C’è una formula magica per la credibilità dei brand?
Io l’ho trovata in un rifugio di montagna.
L’estate dei miei sedici anni andai a lavorare in un rifugio di montagna. Un giorno mi trovavo alla cassa, e il gestore mi indicò una coppia di signori francesi, dicendomi che quando fossero venuti a pagare, avrei dovuto sbagliare di proposito il resto. Mi disse di dar loro venti euro più del dovuto.
Non amava fare beneficenza: pagava un affitto, i fornitori, la luce, il gas, e aveva dei dipendenti, anche se lui preferiva definirci “collaboratori”.
Ci teneva a condividere le scelte gestionali con noi, persino quando si trattava dell’ultimo arrivato, nonché il più scarso lavapiatti che il rifugio ricordi: me. Mi spiegò che voleva metterli alla prova quei signori francesi.
In quel luogo, i rapporti tra le persone e il rispetto per il lavoro erano più importanti di ogni altra cosa.
Se i turisti francesi non avessero comunicato l’errore, sarebbero finiti sulla “lista nera”. Niente di grave: avrebbero semplicemente lasciato il rifugio senza qualche consiglio non richiesto. Un sentiero sconosciuto anche ai più esperti escursionisti, o un libro o un film o anche un semplice aneddoto o una citazione.
Io sono una persona sospettosa. E vorrei poter dire che questa mia attitudine al sospetto è un problema solo mio. Sviluppatosi magari grazie alle innumerevoli fregature che le compagnie telefoniche mi hanno rifilato nel corso degli anni. Ormai pure mia madre conosce il significato di termini come “green washing”, senza contare che lei è nata e cresciuta nei decenni d’oro delle multinazionali del tabacco, quando ci dicevano (studi scientifici alla mano) che i loro prodotti non erano dannosi.
Ma in fin dei conti, in un mondo in cui larga parte della popolazione non crede che l’uomo sia andato sulla luna o nel surriscaldamento globale, come si può dare per scontata la credibilità di un’attività, quella dei brand, il cui obiettivo dichiarato è massimizzare il consenso intorno al proprio prodotto?
Oggi i brand sono sempre più esposti al rischio concreto che le proprie iniziative, per quanto meritorie, provochino un po’ la stessa spiacevole sensazione che si prova quando un amico si vanta di aver fatto beneficenza.
Un buon esempio di cosa voglia dire il termine “credibilità” nel 2020 ce lo ha fornito proprio in questi giorni la piattaforma per il lavoro a distanza Slack. Non tanto con il Tweet del 2 giugno – con il quale l’azienda si definiva inorridita e disgustata per l’omicidio di George Floyd e per il più ampio contesto di brutalità poliziesca contro le persone nere – ma piuttosto con la recente rimozione di un post contenuto nel suo blog aziendale.

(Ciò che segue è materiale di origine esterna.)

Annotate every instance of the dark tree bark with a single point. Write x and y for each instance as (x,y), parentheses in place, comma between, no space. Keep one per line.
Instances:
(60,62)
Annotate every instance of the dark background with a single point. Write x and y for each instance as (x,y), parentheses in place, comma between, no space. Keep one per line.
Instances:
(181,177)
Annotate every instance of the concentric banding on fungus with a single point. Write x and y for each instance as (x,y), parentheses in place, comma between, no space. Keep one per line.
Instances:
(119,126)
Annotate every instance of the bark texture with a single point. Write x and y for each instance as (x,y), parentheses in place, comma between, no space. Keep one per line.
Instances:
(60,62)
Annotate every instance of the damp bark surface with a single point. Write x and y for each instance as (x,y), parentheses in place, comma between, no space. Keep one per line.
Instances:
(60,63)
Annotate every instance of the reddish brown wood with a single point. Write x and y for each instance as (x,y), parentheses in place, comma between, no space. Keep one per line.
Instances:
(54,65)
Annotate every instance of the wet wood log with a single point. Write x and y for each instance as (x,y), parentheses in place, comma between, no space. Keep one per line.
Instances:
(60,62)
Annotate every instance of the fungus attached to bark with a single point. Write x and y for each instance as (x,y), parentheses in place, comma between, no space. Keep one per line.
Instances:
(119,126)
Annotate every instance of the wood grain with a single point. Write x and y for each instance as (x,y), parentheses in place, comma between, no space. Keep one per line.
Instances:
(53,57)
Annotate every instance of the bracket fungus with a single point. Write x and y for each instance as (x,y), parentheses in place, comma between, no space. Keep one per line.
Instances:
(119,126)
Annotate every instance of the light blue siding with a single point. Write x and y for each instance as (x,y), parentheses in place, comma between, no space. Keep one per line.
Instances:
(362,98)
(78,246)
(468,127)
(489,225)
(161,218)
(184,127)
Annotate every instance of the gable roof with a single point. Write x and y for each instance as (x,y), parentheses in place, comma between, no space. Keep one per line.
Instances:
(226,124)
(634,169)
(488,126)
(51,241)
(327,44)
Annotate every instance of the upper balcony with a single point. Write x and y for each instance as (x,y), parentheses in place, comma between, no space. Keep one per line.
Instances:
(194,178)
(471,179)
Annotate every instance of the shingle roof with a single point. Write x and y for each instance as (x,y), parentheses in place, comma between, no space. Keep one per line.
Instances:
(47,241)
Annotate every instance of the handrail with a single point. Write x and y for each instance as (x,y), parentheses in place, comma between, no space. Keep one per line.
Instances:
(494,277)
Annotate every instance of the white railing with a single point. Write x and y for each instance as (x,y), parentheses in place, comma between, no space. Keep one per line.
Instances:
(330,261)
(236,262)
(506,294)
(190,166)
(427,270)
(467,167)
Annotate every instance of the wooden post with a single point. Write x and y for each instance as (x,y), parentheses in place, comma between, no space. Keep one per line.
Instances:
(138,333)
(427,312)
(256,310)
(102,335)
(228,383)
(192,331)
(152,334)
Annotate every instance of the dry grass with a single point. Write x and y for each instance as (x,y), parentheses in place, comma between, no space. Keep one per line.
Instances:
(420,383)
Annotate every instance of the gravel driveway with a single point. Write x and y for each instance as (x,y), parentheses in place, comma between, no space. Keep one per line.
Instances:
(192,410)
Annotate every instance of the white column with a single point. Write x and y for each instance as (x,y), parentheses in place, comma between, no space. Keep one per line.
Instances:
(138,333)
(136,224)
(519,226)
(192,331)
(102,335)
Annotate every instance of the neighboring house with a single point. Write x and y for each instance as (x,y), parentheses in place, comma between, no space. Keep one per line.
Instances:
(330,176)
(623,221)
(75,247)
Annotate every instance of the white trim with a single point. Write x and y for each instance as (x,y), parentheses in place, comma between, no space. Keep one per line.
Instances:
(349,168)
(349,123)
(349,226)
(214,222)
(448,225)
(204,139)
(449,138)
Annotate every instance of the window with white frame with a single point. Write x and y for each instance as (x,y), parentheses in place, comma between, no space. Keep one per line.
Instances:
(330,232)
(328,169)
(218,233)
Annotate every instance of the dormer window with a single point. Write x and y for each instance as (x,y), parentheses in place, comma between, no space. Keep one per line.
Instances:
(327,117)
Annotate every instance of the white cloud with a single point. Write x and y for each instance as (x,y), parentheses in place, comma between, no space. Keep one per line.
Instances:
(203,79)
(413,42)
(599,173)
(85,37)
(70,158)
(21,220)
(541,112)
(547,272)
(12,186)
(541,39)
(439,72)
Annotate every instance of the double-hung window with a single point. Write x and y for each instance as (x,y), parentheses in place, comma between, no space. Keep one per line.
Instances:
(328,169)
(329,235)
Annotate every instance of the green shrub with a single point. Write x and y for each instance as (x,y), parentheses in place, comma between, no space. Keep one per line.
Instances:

In quel post, l’azienda si vantava del fatto che il dipartimento di polizia della città di Hartford (Connecticut) usasse il suo servizio per scambiarsi informazioni sulle indagini. Sebbene alcuni dipendenti afroamericani dell’azienda l’avessero già chiesta diversi anni prima, la rimozione del post è avvenuta solo nei giorni scorsi, in concomitanza con lo scoppio delle proteste per l’assassinio di George Floyd. Probabilmente un lodevole tentativo di recuperare il tempo perso, come testimoniano le riflessioni non banali postate su Twitter dalla società dopo il messaggio del 2 giugno a sostegno delle proteste. L’unica certezza che è rimasta al pubblico però, è il tempismo sospetto dell’operazione portata avanti da Slack.
Comunque, se questa storia può insegnarmi qualcosa, è che nella maggior parte dei casi la credibilità si costruisce con costanza e in tempi non sospetti. Ma anche questa regola, non è un dogma. Lo sa bene il negozio indipendente di giochi Itch.io che ha messo insieme un bundle di 740 videogiochi e risorse per sostenere i costi legali necessari a proteggere gli attivisti che stanno protestando negli Stati Uniti. Il bundle, il cui valore stimato ammonterebbe a più di 3.400 dollari, è stato reso disponibile dall’azienda a offerta libera a partire da 5 dollari (il link per sostenere l’iniziativa è: https://itch.io/b/520/bundle-for-racial-justice-and-equality).
Fatti, non parole. Un aiuto concreto e tangibile per una causa sentita. Forse solo una gran bella pensata del Marketing, ma anche se fosse, a chi importerebbe?
Con il tempo mi sono dimenticato cosa scelsero di fare quei signori francesi al rifugio. Quella storia però mi ha insegnato che non esiste una formula magica per la credibilità. Per la precisione, ho capito che ai brand e alle persone credibili non interessa né serve avere una formula magica.
Perché questo hanno in comune quel tipo di persone: non si chiedono come aumentare il proprio fatturato con le iniziative valoriali, ma come sostenere al meglio queste iniziative con il fatturato che hanno a disposizione. Un piccolo cambio di prospettiva, sufficiente a trasformare una semplice azienda, magari modesta e sconosciuta, in un vero e proprio rifugio per i valori che sostiene.